A few months ago I was told by a sales rep. at Hydor(Proquatics) that an inline heater (inline with a cannister filter) would be available in the US this month. Has anyone seen one? Maybe Robert can become a US distributor?

-Steve
See profile for tank info


----------



## captain (May 12, 2006)

A few months ago I was told by a sales rep. at Hydor(Proquatics) that an inline heater (inline with a cannister filter) would be available in the US this month. Has anyone seen one? Maybe Robert can become a US distributor?

-Steve
See profile for tank info


----------



## imported_Platy (Feb 4, 2003)

They are available in the US. I have one - Bought it off of ebay.

125 Gal - 3.07wpg - 99% flourite - Pressurized Co2 - Uv Sterilization when needed - Densly Planted


----------



## rkat2 (Mar 26, 2003)

I have two of them by Eheim. Model number 2128, they work great!


----------



## kherman (Apr 7, 2003)

How much are they?

I might re-sell my 500 watt fire plug if they are cheap enough.

------------------------------
Karl's Parts And Construction Journal


----------



## kherman (Apr 7, 2003)

> quote:
> 
> Originally posted by rkat2:
> I have two of them by Eheim. Model number 2128, they work great!


That is a filter/heater

The orignal poster is referring to dedicated inline heaters.

------------------------------
Karl's Parts And Construction Journal


----------



## kherman (Apr 7, 2003)

linky
The link is directly to the web page for the inline heater.

Hydor - ETH

ETH = *E*xternal *T*hermal *H*eater
Two models:
200 and 300

Obviously, 200 and 300 watt models.

The 200 uses a 1/2" slip fitting while the 300 uses a 5/8" slip fitting.

I might trade my fireplug in for 2 - 300 watt models. Most here would say to use 2-200 watters, but my aquarium will be in the basement. (125 gallon)
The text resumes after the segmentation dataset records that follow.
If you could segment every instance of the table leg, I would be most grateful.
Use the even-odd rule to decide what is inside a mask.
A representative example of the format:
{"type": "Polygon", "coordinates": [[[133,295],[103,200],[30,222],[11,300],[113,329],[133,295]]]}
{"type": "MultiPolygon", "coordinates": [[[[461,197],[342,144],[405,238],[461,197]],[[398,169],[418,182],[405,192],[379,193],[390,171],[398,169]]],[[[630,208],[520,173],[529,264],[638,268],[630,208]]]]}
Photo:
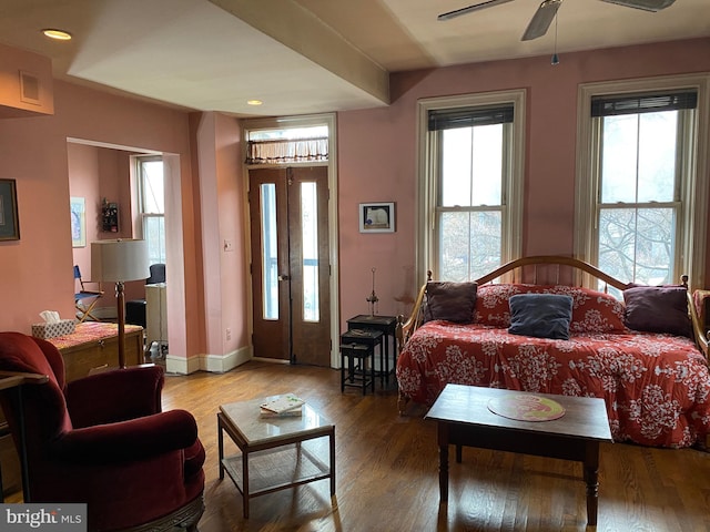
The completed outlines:
{"type": "Polygon", "coordinates": [[[335,497],[335,427],[331,431],[331,497],[335,497]]]}
{"type": "Polygon", "coordinates": [[[383,355],[381,358],[381,360],[384,358],[384,364],[383,361],[379,362],[379,369],[382,369],[382,379],[381,379],[381,385],[384,388],[385,387],[385,382],[387,382],[387,386],[389,386],[389,337],[387,335],[382,335],[382,340],[379,342],[379,354],[383,355]]]}
{"type": "Polygon", "coordinates": [[[222,460],[224,459],[224,440],[223,440],[223,433],[222,433],[222,418],[219,413],[217,413],[217,448],[220,450],[220,459],[217,460],[217,463],[220,464],[220,480],[223,480],[224,464],[222,463],[222,460]]]}
{"type": "Polygon", "coordinates": [[[242,478],[244,479],[244,492],[242,493],[242,508],[244,519],[248,518],[248,452],[242,451],[242,478]]]}
{"type": "Polygon", "coordinates": [[[599,443],[588,442],[585,458],[585,483],[587,484],[587,524],[597,524],[599,504],[599,443]]]}
{"type": "Polygon", "coordinates": [[[439,502],[448,501],[448,427],[446,423],[438,423],[439,443],[439,502]]]}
------------------------------
Karl's Parts And Construction Journal


----------



## captain (May 12, 2006)

Yes, I was refering to a piece of equipment seperate from the filter. The nice thing about the 300 model is that the fittings are perfect for 16mm Eheim hoses.

Last I heard introduction to the US was delayed but I wasn't given any specific reason why.

-Steve
See profile for tank info


----------